Brooklyn’s sales market is constrained by plummeting inventory, but retains a relatively healthy luxury market, much like the Manhattan market in the third quarter, Prudential Douglas Elliman’s report for the period shows.
Inventory was the lowest it has been in four years this past quarter, dropping 16.2 percent, to 5,602 units from 6,688 units year-over-year. Pricing was barely changed, however – down 0.8 percent in the borough from this period last year. The report tracks condominiums, co-ops and single-family homes.
The lack of inventory, particularly for brownstones and co-ops, was presenting a hurdle for brokers, said Elliman’s executive vice president and director of sales for Brooklyn, Michael Guerra.
“We don’t have enough inventory to show to anyone who is interested in any particular segment or location,” he said. And while newer housing stock in Williamsburg continues to hit the market, many of the developments have switched to rental —leaving overall purchase supply gravely diminished, he said.
But just as was the case for Manhattan, the market’s constraints are not supporting any significant price increases, the report shows.
The median sales price for a brownstone in Brooklyn was $1.3 million, down 13 percent from this time last year.

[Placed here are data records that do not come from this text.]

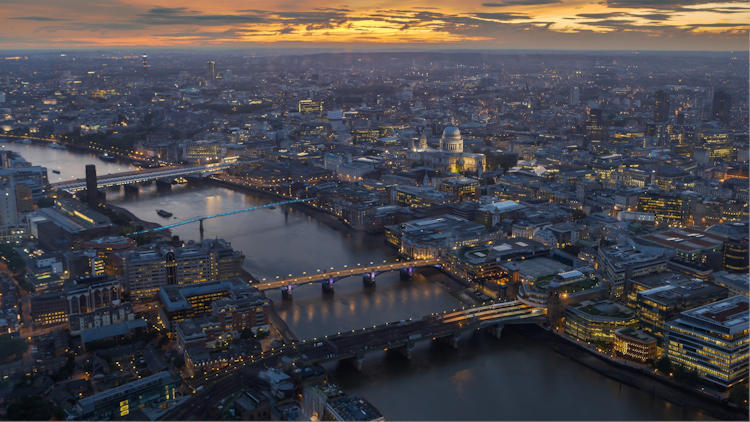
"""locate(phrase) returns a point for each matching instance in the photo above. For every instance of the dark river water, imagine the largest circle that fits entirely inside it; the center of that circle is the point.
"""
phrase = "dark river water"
(515, 377)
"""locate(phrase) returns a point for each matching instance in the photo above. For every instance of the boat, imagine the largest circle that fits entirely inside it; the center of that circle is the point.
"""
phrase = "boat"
(107, 157)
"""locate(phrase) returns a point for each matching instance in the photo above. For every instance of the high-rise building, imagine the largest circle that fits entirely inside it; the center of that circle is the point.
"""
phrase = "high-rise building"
(594, 135)
(661, 106)
(575, 96)
(210, 70)
(92, 192)
(712, 340)
(721, 108)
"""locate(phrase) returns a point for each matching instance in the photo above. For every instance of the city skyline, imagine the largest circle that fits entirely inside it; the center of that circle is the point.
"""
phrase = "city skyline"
(512, 24)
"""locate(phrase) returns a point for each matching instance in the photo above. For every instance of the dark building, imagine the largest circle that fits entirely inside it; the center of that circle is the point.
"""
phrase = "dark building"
(92, 193)
(661, 106)
(736, 255)
(594, 135)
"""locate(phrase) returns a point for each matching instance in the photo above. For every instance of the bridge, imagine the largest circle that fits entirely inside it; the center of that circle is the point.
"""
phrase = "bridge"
(223, 214)
(401, 336)
(141, 176)
(329, 277)
(354, 345)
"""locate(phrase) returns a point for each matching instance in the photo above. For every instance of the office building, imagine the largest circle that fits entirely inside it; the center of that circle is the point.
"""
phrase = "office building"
(145, 271)
(595, 321)
(656, 306)
(668, 209)
(621, 264)
(157, 391)
(210, 71)
(721, 107)
(712, 340)
(244, 307)
(92, 191)
(661, 106)
(635, 345)
(310, 106)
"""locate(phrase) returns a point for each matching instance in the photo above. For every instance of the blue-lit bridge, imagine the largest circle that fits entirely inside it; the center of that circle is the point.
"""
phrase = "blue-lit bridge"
(330, 276)
(223, 214)
(141, 176)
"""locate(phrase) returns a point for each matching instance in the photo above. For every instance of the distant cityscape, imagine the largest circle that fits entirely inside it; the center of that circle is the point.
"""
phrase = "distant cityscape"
(594, 205)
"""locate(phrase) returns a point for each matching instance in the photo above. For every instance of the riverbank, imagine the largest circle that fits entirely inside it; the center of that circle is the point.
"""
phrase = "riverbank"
(679, 395)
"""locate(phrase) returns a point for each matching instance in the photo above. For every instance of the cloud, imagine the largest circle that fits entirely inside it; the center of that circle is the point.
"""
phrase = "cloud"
(501, 16)
(652, 16)
(601, 15)
(519, 3)
(37, 18)
(181, 16)
(158, 10)
(663, 4)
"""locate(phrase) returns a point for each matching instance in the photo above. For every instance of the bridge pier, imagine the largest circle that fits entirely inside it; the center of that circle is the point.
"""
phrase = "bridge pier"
(405, 350)
(406, 273)
(163, 185)
(286, 293)
(497, 330)
(369, 279)
(327, 286)
(131, 190)
(358, 360)
(452, 340)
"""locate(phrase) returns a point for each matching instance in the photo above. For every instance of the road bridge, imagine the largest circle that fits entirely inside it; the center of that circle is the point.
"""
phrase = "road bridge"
(141, 176)
(400, 336)
(330, 276)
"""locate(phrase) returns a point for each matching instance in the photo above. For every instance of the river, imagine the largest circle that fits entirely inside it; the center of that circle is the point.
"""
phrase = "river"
(516, 377)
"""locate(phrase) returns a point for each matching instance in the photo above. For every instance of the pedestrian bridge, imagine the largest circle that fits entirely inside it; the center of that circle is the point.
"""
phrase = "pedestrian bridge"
(332, 275)
(141, 176)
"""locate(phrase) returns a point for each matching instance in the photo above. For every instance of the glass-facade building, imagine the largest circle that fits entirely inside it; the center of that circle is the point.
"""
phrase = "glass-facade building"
(712, 340)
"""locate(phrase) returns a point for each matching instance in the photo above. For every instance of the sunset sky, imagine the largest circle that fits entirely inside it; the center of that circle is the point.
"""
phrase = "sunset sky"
(501, 24)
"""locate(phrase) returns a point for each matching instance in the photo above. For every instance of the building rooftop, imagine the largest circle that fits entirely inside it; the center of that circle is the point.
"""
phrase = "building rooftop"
(729, 316)
(685, 240)
(353, 408)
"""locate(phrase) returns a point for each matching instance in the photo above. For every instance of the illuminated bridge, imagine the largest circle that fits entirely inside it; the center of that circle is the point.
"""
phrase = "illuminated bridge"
(354, 345)
(329, 277)
(223, 214)
(141, 176)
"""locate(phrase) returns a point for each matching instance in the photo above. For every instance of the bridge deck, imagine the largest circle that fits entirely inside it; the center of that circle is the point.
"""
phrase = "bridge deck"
(139, 176)
(347, 272)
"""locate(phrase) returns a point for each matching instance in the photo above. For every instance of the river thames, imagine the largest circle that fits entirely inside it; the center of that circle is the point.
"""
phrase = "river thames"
(516, 377)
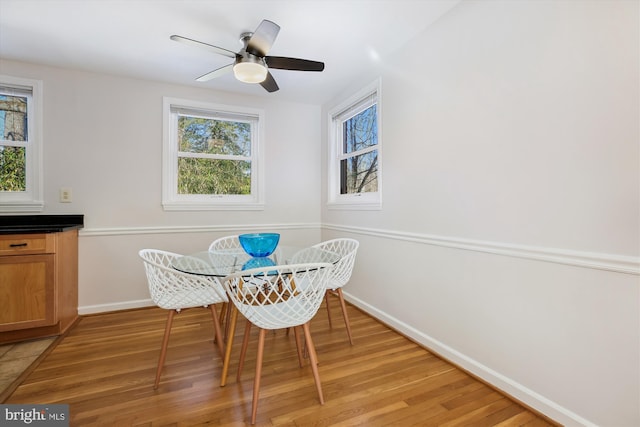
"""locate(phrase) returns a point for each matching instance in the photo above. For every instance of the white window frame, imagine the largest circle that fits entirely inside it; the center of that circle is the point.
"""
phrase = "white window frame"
(30, 200)
(352, 105)
(171, 200)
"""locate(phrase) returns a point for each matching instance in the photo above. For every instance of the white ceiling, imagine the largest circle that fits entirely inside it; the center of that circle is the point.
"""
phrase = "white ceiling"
(131, 37)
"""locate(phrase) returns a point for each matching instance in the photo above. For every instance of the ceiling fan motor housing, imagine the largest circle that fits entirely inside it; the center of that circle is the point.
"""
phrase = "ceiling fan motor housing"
(250, 68)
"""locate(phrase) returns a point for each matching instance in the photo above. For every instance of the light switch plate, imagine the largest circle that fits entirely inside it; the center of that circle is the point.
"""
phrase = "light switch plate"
(65, 195)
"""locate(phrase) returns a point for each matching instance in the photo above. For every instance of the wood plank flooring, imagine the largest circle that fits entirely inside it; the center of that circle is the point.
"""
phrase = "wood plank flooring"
(104, 369)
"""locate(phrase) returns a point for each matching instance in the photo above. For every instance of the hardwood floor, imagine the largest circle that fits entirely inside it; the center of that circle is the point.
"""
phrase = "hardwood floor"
(105, 367)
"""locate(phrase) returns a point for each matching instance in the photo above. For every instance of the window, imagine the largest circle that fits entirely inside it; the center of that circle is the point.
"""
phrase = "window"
(212, 159)
(354, 151)
(20, 145)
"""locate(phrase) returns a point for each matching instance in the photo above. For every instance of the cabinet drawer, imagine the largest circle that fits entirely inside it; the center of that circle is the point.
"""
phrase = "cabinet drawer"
(25, 244)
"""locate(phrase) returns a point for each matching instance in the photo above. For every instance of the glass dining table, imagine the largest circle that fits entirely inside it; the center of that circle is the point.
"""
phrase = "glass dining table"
(221, 263)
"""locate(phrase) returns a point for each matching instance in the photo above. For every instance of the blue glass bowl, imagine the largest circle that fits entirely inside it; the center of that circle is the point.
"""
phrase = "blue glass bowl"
(259, 244)
(260, 262)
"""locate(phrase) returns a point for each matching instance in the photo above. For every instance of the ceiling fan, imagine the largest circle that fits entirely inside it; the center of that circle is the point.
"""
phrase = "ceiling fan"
(251, 63)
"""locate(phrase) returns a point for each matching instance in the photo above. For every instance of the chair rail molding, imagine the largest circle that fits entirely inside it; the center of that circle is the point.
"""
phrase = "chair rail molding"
(600, 261)
(119, 231)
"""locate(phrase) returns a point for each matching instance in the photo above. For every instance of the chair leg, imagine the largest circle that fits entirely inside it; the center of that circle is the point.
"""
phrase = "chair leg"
(216, 326)
(163, 350)
(243, 351)
(344, 314)
(314, 360)
(327, 302)
(296, 332)
(256, 380)
(227, 319)
(227, 352)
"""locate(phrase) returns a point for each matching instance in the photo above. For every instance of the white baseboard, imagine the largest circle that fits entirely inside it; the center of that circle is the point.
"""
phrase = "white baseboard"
(497, 380)
(104, 308)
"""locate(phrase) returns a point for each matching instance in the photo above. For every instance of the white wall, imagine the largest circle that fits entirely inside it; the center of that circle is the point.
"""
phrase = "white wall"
(103, 138)
(509, 235)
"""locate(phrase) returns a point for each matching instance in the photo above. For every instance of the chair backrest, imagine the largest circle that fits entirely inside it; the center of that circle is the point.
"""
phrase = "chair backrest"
(227, 244)
(347, 249)
(175, 290)
(280, 296)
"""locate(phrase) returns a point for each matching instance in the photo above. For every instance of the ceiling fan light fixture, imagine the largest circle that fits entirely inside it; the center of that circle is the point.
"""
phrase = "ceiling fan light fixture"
(250, 71)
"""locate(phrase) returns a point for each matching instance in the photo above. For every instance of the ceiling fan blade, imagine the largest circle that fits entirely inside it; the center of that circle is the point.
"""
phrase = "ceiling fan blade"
(191, 42)
(269, 83)
(215, 73)
(284, 63)
(263, 37)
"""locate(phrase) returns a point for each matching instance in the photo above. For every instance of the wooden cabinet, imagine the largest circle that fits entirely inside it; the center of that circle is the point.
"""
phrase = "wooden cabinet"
(38, 284)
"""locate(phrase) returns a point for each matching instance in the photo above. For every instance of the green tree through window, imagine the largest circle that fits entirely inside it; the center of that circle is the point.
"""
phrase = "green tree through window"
(204, 145)
(13, 135)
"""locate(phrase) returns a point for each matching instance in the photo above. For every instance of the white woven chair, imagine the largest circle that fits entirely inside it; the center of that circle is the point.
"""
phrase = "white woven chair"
(174, 290)
(341, 273)
(226, 244)
(275, 298)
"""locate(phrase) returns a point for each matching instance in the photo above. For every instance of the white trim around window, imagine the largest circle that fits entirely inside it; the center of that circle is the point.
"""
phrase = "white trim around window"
(361, 100)
(30, 200)
(171, 200)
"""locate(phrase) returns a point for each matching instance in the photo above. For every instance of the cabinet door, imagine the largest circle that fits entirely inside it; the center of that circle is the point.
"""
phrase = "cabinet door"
(27, 292)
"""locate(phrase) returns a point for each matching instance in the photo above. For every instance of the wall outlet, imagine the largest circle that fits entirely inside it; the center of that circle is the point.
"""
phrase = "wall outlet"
(65, 195)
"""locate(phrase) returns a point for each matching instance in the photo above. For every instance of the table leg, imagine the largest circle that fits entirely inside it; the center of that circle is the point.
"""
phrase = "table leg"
(227, 353)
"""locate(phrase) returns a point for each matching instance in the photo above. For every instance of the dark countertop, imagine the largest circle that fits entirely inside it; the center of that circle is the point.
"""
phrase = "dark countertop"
(14, 224)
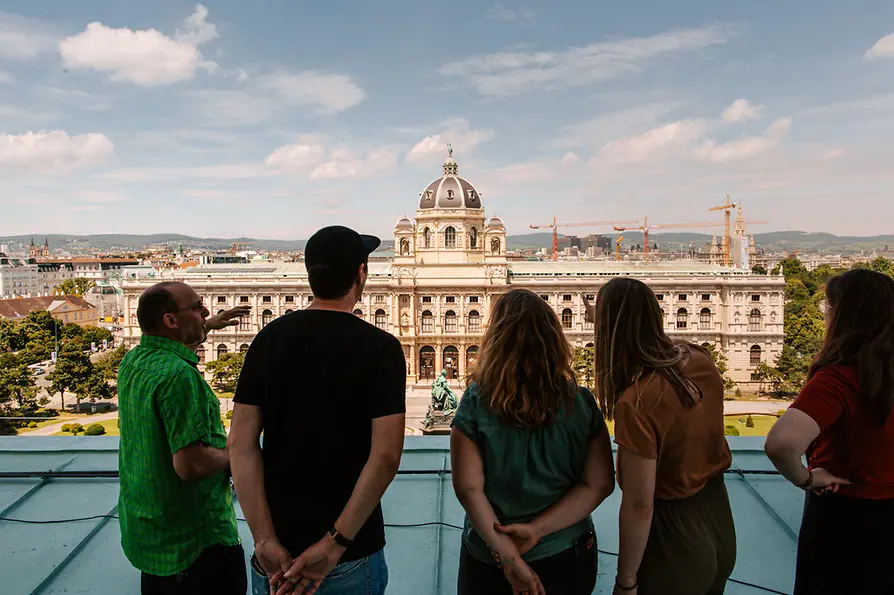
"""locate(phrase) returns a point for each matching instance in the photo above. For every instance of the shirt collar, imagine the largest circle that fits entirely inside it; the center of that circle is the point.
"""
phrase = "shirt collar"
(178, 349)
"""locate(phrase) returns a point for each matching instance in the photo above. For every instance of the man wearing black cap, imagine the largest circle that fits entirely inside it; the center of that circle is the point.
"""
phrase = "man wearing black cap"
(327, 390)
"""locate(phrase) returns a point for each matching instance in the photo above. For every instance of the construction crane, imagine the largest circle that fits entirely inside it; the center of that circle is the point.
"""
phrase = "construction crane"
(726, 207)
(554, 225)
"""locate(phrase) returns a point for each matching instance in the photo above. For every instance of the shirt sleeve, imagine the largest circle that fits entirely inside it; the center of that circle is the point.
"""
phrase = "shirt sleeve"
(465, 419)
(824, 397)
(391, 387)
(634, 431)
(183, 405)
(250, 387)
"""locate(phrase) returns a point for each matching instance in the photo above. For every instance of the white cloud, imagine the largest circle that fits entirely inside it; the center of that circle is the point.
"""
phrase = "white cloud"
(23, 39)
(741, 110)
(658, 141)
(745, 147)
(344, 165)
(456, 131)
(53, 152)
(501, 13)
(883, 48)
(143, 57)
(511, 73)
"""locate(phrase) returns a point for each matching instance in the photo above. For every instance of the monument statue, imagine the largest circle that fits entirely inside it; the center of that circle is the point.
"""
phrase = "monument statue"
(443, 406)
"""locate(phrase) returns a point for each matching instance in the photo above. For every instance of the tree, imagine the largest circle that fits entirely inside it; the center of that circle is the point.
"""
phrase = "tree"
(582, 364)
(722, 366)
(225, 370)
(78, 286)
(109, 362)
(73, 368)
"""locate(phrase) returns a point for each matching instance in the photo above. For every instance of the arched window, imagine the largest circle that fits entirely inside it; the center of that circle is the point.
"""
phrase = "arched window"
(754, 355)
(427, 363)
(567, 318)
(474, 321)
(471, 357)
(451, 361)
(754, 320)
(450, 322)
(428, 322)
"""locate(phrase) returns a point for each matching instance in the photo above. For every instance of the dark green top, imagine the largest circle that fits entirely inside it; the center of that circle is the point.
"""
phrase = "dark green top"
(165, 405)
(527, 470)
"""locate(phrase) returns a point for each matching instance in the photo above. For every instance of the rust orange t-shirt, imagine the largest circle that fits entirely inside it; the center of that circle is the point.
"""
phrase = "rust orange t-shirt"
(687, 442)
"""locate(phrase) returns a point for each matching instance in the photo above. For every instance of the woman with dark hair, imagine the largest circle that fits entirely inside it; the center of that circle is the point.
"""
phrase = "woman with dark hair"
(531, 459)
(675, 525)
(842, 420)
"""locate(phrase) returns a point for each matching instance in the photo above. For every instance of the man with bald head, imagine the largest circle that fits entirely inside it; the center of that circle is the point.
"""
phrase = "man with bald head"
(178, 526)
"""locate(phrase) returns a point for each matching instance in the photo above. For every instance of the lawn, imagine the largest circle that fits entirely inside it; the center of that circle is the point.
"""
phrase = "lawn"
(111, 426)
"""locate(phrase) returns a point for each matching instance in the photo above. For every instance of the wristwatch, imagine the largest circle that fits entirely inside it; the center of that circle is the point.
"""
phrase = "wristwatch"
(339, 538)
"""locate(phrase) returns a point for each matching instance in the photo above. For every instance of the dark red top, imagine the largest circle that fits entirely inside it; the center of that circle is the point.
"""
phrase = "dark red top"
(850, 444)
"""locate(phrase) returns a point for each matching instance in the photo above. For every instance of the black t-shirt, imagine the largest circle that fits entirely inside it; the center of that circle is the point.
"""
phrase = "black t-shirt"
(320, 377)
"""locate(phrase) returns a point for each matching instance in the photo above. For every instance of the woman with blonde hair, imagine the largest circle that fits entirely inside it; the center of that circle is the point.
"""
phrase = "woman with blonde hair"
(531, 459)
(675, 525)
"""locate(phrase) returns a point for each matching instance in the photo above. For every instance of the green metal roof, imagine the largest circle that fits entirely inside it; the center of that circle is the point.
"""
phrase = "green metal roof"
(84, 556)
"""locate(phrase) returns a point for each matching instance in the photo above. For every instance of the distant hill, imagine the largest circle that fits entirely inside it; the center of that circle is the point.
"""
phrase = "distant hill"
(771, 242)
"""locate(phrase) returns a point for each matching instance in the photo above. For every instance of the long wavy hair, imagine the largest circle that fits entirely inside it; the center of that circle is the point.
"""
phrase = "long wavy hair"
(861, 334)
(631, 344)
(524, 366)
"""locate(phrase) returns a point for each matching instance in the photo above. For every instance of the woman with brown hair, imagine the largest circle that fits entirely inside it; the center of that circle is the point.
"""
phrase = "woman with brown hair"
(531, 459)
(842, 420)
(675, 527)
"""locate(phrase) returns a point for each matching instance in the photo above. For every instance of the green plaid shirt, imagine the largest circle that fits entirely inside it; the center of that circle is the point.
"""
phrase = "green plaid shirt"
(165, 405)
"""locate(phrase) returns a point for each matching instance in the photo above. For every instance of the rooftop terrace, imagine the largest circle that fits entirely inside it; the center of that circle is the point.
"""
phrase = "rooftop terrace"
(84, 556)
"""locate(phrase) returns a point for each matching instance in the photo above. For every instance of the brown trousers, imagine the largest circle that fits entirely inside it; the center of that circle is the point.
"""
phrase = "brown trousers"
(692, 544)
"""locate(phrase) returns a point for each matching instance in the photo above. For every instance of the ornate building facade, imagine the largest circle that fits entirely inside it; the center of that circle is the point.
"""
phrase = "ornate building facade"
(449, 266)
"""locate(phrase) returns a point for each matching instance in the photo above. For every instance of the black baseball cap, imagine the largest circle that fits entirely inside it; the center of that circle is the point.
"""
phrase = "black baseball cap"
(339, 247)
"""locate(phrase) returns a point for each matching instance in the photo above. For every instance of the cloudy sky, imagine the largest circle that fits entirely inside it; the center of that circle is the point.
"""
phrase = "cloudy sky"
(272, 119)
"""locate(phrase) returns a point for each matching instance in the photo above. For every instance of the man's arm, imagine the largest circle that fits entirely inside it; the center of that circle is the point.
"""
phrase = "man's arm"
(199, 461)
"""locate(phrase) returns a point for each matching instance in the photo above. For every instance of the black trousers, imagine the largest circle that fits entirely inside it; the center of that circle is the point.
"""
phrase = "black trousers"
(845, 546)
(572, 572)
(219, 570)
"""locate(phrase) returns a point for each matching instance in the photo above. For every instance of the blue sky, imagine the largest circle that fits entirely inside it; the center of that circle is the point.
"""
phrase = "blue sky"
(274, 118)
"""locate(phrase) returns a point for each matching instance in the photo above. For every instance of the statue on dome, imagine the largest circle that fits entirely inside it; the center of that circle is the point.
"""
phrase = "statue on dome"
(443, 405)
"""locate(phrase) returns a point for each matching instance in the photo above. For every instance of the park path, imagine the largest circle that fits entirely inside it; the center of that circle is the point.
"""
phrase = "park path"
(84, 421)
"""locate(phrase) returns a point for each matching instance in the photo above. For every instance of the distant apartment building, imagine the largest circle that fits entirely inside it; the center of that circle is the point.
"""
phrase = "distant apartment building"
(64, 308)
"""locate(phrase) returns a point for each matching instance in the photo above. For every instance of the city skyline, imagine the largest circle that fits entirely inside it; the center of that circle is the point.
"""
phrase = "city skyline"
(219, 120)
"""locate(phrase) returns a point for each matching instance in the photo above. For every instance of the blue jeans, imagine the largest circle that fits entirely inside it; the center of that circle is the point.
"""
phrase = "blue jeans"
(366, 576)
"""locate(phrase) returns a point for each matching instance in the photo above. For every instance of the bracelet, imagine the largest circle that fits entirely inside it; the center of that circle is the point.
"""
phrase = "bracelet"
(805, 485)
(623, 588)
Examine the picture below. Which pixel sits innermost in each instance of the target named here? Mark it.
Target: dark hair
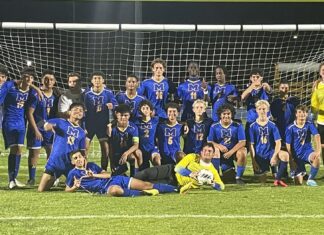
(172, 105)
(28, 71)
(76, 105)
(226, 106)
(123, 108)
(47, 71)
(145, 102)
(3, 70)
(132, 76)
(256, 71)
(301, 107)
(208, 144)
(158, 61)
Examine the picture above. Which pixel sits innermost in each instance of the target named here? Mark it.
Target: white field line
(163, 216)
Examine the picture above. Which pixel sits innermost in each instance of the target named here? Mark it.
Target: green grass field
(251, 209)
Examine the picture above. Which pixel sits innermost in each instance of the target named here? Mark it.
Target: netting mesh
(119, 53)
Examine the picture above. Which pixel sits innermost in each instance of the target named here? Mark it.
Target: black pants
(158, 174)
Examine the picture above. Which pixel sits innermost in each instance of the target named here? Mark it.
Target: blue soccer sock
(216, 163)
(282, 169)
(165, 188)
(17, 165)
(131, 193)
(11, 166)
(240, 171)
(32, 172)
(313, 173)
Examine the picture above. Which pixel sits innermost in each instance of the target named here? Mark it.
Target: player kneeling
(265, 145)
(299, 146)
(89, 177)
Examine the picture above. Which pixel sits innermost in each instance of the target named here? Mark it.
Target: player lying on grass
(299, 145)
(265, 145)
(192, 171)
(89, 177)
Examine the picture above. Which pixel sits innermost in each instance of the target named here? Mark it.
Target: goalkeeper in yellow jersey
(191, 172)
(317, 104)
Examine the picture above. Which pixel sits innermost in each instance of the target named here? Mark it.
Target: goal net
(291, 55)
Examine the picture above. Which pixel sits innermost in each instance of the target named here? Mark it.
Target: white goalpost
(290, 52)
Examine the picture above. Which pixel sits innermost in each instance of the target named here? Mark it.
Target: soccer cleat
(19, 184)
(12, 185)
(31, 182)
(280, 183)
(151, 192)
(239, 181)
(184, 189)
(311, 183)
(56, 182)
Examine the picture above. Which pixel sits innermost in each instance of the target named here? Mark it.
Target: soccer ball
(205, 177)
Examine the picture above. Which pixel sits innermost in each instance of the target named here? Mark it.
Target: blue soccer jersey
(227, 136)
(219, 97)
(300, 138)
(255, 95)
(157, 93)
(283, 112)
(147, 133)
(188, 92)
(133, 103)
(169, 141)
(67, 138)
(197, 135)
(264, 139)
(97, 112)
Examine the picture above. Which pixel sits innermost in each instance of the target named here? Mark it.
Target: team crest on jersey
(264, 133)
(226, 135)
(158, 86)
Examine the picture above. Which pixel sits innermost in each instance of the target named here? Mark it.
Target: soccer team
(145, 130)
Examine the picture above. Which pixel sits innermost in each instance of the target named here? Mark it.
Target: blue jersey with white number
(227, 136)
(133, 103)
(147, 133)
(157, 93)
(255, 95)
(188, 92)
(219, 97)
(97, 112)
(169, 139)
(300, 138)
(67, 138)
(264, 138)
(197, 135)
(13, 100)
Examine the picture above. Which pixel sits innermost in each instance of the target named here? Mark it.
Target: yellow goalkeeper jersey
(317, 102)
(192, 162)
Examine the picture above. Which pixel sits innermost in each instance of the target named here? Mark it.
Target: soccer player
(198, 128)
(69, 136)
(98, 101)
(317, 104)
(72, 95)
(222, 91)
(123, 142)
(299, 145)
(185, 173)
(130, 96)
(147, 125)
(91, 178)
(168, 135)
(157, 88)
(266, 144)
(229, 140)
(192, 89)
(13, 96)
(40, 110)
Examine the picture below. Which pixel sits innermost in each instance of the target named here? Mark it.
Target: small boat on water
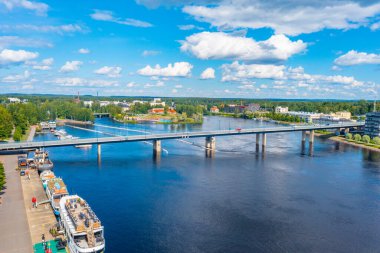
(55, 190)
(42, 160)
(83, 229)
(84, 146)
(45, 176)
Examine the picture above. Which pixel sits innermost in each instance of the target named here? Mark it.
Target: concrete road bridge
(210, 144)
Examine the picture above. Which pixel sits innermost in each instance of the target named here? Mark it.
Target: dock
(40, 219)
(14, 235)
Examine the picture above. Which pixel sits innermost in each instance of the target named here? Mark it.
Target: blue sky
(213, 48)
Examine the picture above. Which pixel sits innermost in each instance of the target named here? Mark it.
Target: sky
(316, 49)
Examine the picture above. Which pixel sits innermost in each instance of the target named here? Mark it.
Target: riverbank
(15, 236)
(342, 139)
(62, 122)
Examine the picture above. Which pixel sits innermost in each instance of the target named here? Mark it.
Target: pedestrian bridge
(156, 138)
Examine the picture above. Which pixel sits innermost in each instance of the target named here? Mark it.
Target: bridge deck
(166, 136)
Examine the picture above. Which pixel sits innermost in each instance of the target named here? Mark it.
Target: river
(238, 201)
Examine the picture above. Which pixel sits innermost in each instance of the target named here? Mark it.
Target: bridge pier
(210, 146)
(264, 141)
(99, 150)
(257, 143)
(157, 148)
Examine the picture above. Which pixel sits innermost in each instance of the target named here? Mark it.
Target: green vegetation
(2, 177)
(6, 125)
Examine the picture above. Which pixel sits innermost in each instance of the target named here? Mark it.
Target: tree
(17, 135)
(357, 137)
(366, 139)
(2, 176)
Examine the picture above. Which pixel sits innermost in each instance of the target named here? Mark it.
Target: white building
(280, 109)
(88, 103)
(14, 100)
(157, 102)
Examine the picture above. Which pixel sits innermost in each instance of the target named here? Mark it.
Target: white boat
(84, 146)
(55, 190)
(83, 230)
(45, 176)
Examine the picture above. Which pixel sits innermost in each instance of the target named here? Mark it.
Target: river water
(238, 201)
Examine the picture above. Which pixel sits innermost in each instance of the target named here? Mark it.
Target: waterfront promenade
(14, 236)
(42, 218)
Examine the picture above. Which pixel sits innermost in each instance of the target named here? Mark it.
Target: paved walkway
(14, 228)
(42, 218)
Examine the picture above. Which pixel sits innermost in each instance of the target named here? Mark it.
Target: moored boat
(55, 190)
(83, 229)
(45, 176)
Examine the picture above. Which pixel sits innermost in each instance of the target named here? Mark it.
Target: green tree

The median sales price for a condominium was $576,000, up 4.7 percent year-over-year, while the median price for a co-op was $313,000, down 0.6.
Pricing in the luxury segment of the market – defined by Elliman as the top ten percent of all sales – held firm, with the median sales price of $1.44 million up 5.2 percent quarter-over-quarter and on par with last year’s third quarter median.
Meanwhile, in Queens, pricing, activity and inventory were down, though Elliman’s report noted that pricing appeared stable and that the regional economy is “slowly improving.”
“Inventory is not as tight [as in Brooklyn], but is near historic low levels in Queens as well,” said Guerra. Outshining Long Island City, where prices are historically highest, Guerra said the Flushing area was “probably the strongest for demand in all of Queens,” noting that the neighborhood, a traditionally Chinese community, now has a larger population than does Chinatown in Manhattan.
The median sales price borough-wide was $370,000, down 3.9 percent from the third quarter of 2011, when the median price stood at $385,000, Elliman’s numbers show.
Still, there were bright spots in the Queens market, as the median price for a condo rose 44 percent since this time last year, to $398,000.
“It’s very difficult to compartmentalize the typical Queens buyer – there are many different demographics in the market,” Guerra said.